The Star's resident bottom feeder Rosie DiManno has devoted two columns to the topic thus far. The first, on May 24, was actually relatively sympathetic, with DiManno's usual sneering tone and sarcastic little digs taking a back seat to some semblance of concern. However, this is the same woman who attacked the mother of a murdered child for wearing insufficiently expensive clothes to the funeral and being, of all things, overly emotional; and dismissed the concerns of the First Nations protesters at "Revenue Rez" as being less important than the baseball strike, so I suppose we shouldn't have expected much. By the end of the first column, she was attacking gays and lesbians for daring to think that the murders might have had something to do with institutionalized homophobia or transphobia and society's contempt for sex trade workers.

By the second (May 27), she was in full flower, sneering at transsexual prostitutes' "exaggeration of femininity," "too-narrow hips", pre-operative status ("rare is the creature that has actually had the sex change") -- and efforts to protect themselves.

However, she is also the one Star writer who at least has the decency to refer to male-to-female transsexuals as "she", rather than the ubiquitous male pronouns that dot stories about Deanna Wilkinson, who is continuously referred to by her previous male name. Isn't it tragic enough that Wilkinson lost her life -- do they have to steal her identity from her as well?

A good friend of mine who has occasionally worked the same area remembers Deanna Wilkinson as being one of the nicest, most supportive people she encountered while working, who gave her condoms, advice and encouragement, and comforted her after a bad trick. She's still numbed by the news of Wilkinson's death, but says she's not surprised by the tone of the media coverage. "That's how they think of us," she says, shrugging her shoulders. "If it had been me, they'd be calling me by my male name too." And it easily could have been her -- she almost went out to work the night of the killings, but changed her mind and stayed home.
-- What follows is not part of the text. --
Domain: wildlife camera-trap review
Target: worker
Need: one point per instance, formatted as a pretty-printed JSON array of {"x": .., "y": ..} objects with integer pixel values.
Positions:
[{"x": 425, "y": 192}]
Inevitably, anti-prostitution crusaders will be making a lot of political hay from these events. Expect renewed calls for sweeps, "John schools," and the like -- all for the girls' own good, of course. But I wonder if the politicos ever stop to think about the possibility that, DiManno's objections notwithstanding, maybe their anti-whore rhetoric did have something to do with the killings.

You see, the trouble with the "love the sinner, hate the sin" approach that is currently trendy in a variety of areas is that the average person isn't capable of the kind of advanced doublethink required to separate someone from their identity. When fundamentalist preachers talk about "the problem of homosexuality", Mr Joe Average Gaybasher hears "the problem of homosexuals." When right wing politicians talk about "the problem of immigration", teenage skinheads hear "the problem of immigrants." And when local city councillors talk about "the problem of street prostitution", obviously someone out there heard "the problem of street prostitutes." And we know the kind of action you take to deal with a problem -- you try to eliminate it.

My friend is currently trying to decide whether to go back to work in the wake of the killings, and in the meantime is trying to find a way to think about what happened that will somehow make it more bearable. "Sometimes I look at it as a war," she says. "Because in a war people do get hurt, and they do get killed, and there's nothing you can really do about it. You just have to kind of accept it and deal with it and go on fighting. You have to think of that way. Otherwise, you'll go crazy."

May all the gods preserve us from the madness of war -- and from the blindness of leaders who blithely fire off volleys without ever pausing to see whether some of them hit targets they claim they didn't intend.